Желая излечить меня от привязанности к Мариэтте, моя мать лишь усилила ее, причем тем успешнее, что я, не зная, что делать, стал ходить к проституткам, надеясь получить у них те же наслаждения, но они нисколько не напоминали мне того, что было раньше… Чего же мне не хватало? На этот вопрос я мог дать незамедлительный ответ. Мне не хватало Мариэтты и удобства наших встреч в ее комнате.

Понятно, что выходить ночью я не решался. Следовательно, я ходил к ним днем, когда представлялась возможность, и часто мне было стыдно — настолько все, что делали те две или три профессионалки, было ненатуральным. В городе этих женщин открыто презирали. Их хорошо знали. Когда-то они были служанками (как Мариэтта, размышлял я) — то у одних, то у других, и все, за редким исключением, имели возможность составить себе о них мнение.

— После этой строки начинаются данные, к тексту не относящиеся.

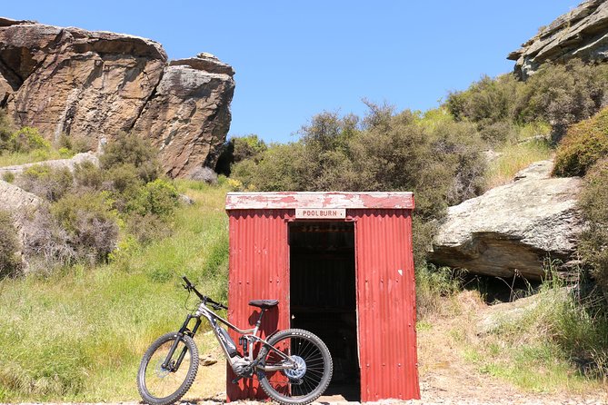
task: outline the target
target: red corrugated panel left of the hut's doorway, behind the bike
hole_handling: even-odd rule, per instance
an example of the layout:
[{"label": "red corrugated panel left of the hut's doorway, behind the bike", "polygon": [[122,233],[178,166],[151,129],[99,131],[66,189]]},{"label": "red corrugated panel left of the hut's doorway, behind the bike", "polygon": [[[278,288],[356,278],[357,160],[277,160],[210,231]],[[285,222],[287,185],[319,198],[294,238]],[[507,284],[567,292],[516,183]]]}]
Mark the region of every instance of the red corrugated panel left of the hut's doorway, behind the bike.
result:
[{"label": "red corrugated panel left of the hut's doorway, behind the bike", "polygon": [[[240,328],[257,320],[259,310],[247,303],[255,299],[279,300],[278,308],[267,311],[262,323],[262,337],[277,329],[289,328],[289,272],[285,210],[237,210],[230,216],[230,274],[228,277],[228,321]],[[231,333],[238,343],[237,335]],[[228,400],[264,399],[257,379],[231,381],[234,374],[228,366],[226,394]]]}]

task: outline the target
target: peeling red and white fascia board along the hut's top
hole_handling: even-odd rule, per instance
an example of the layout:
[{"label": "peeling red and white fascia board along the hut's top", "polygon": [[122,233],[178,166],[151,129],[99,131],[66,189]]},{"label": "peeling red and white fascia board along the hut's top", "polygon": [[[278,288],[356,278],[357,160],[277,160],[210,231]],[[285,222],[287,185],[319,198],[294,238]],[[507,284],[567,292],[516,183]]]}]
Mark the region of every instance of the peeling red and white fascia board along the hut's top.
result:
[{"label": "peeling red and white fascia board along the hut's top", "polygon": [[296,208],[414,209],[414,194],[374,193],[228,193],[226,210]]}]

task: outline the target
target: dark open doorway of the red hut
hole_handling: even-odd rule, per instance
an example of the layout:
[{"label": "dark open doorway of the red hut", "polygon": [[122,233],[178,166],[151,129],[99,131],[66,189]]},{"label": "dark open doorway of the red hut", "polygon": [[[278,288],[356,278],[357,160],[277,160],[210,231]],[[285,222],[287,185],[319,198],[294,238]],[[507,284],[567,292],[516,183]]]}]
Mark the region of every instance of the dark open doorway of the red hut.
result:
[{"label": "dark open doorway of the red hut", "polygon": [[291,222],[291,326],[312,331],[332,353],[324,395],[360,400],[354,222]]}]

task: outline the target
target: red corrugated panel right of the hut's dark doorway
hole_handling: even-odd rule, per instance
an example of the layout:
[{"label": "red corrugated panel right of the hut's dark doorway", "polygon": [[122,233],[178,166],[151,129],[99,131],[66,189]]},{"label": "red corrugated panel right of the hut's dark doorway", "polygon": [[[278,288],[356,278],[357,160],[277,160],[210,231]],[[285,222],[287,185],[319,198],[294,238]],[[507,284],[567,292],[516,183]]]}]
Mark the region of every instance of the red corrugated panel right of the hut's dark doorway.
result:
[{"label": "red corrugated panel right of the hut's dark doorway", "polygon": [[411,211],[352,214],[361,401],[420,399]]}]

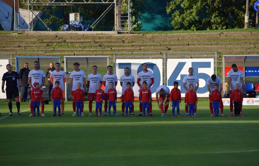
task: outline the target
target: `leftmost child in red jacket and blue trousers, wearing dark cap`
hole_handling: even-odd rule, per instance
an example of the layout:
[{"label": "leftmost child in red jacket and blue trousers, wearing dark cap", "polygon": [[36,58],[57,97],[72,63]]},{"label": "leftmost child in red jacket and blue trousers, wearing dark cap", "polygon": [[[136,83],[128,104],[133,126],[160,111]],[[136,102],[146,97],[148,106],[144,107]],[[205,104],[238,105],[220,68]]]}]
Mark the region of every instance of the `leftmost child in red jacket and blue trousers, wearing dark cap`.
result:
[{"label": "leftmost child in red jacket and blue trousers, wearing dark cap", "polygon": [[35,112],[36,112],[36,108],[37,108],[37,114],[38,117],[40,116],[40,99],[43,96],[43,93],[40,91],[39,86],[40,84],[35,82],[33,83],[33,86],[35,87],[32,90],[32,102],[33,102],[33,117],[35,117]]}]

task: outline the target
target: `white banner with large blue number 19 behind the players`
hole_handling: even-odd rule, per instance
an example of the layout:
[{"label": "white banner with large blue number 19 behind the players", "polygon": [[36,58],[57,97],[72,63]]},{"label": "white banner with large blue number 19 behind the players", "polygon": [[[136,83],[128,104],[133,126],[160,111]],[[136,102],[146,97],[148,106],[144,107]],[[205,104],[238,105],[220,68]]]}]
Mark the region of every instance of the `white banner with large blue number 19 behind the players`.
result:
[{"label": "white banner with large blue number 19 behind the players", "polygon": [[124,74],[126,67],[130,68],[130,74],[135,78],[134,96],[139,97],[140,88],[137,85],[137,76],[143,70],[142,63],[147,63],[148,70],[154,74],[154,84],[150,90],[152,97],[156,97],[156,89],[162,85],[163,59],[116,59],[116,75],[118,77],[118,85],[116,86],[117,97],[121,97],[122,87],[120,86],[119,78]]}]

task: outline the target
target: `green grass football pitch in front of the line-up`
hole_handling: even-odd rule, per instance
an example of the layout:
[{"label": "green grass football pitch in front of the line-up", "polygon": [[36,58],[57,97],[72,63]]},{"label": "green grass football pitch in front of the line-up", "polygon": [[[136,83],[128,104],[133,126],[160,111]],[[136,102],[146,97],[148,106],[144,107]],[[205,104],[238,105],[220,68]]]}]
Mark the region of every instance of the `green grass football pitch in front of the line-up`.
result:
[{"label": "green grass football pitch in front of the line-up", "polygon": [[13,102],[14,115],[5,117],[8,103],[0,101],[0,165],[258,165],[258,106],[243,106],[244,117],[228,117],[229,106],[226,117],[209,117],[208,99],[197,108],[199,117],[173,118],[172,107],[160,117],[153,101],[154,117],[88,117],[85,102],[86,117],[71,117],[66,102],[66,117],[51,117],[51,104],[46,117],[29,117],[29,103],[21,103],[18,117]]}]

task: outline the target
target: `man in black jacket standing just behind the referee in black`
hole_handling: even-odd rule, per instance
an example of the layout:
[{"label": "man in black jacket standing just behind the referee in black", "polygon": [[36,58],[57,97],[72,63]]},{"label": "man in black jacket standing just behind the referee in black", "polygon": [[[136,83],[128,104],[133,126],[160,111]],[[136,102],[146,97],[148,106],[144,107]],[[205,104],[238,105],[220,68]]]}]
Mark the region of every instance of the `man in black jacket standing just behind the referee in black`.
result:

Так что я был для этих несчастных всего лишь еще одним мужчиной, и даже просто клиентом, как они выражались, причем из самых бедных. Это позволяло им не скрывать от меня того, каковыми они были на самом деле, то есть толстыми и тяжеловесными провинциальными проститутками со свисающим с головы шиньоном, вяло передвигавшимися в своих шлепанцах между переполненным туалетным ведром, использованными полотенцами, ночным горшком, пропитанной маслом бумагой — остатками недавней трапезы — и разного рода утварью, болтавшейся вокруг них. О, нищета любви! Сколько я ни зарекался, что больше туда не вернусь, дня через два-три снова возвращался, и, в зависимости от случая, одна или другая из этих женщин принимала меня и вела к своей постели.

Они жили не на улице Бас, и их не путали с теми жалкими нищенками, которых я обнаружил как-то ночью за их ужасным занятием, но я думаю, вряд ли любительница кофе Мари, Жизель с огромными грудями и Антуанетта по прозвищу Тихоня были намного лучше их. Я прекрасно отдавал себе в этом отчет. Иллюзий я не питал. И все же, как замирало у меня сердце, когда я попадал в облезлый коридор, который вел к ним.

Я приносил им, когда мне удавалось украсть в подвале бутылку водки или мадеры. Мы распивали ее вместе, и в такой день я мог больше ничего им не давать. Для них это был настоящий праздник — выпить вот так, расслабившись, посреди беспорядка их профессии специально для них украденную бутылку. Мы опустошали ее за один присест, а с улицы в открытое окно, заставленное цветами, до нас долетал перестук молотов из расположенной рядом кузницы… или шум шагов, или скрип колес по мостовой, и заходящее солнце, пылавшее, точно пожар, бликами лучей скользило по потолку.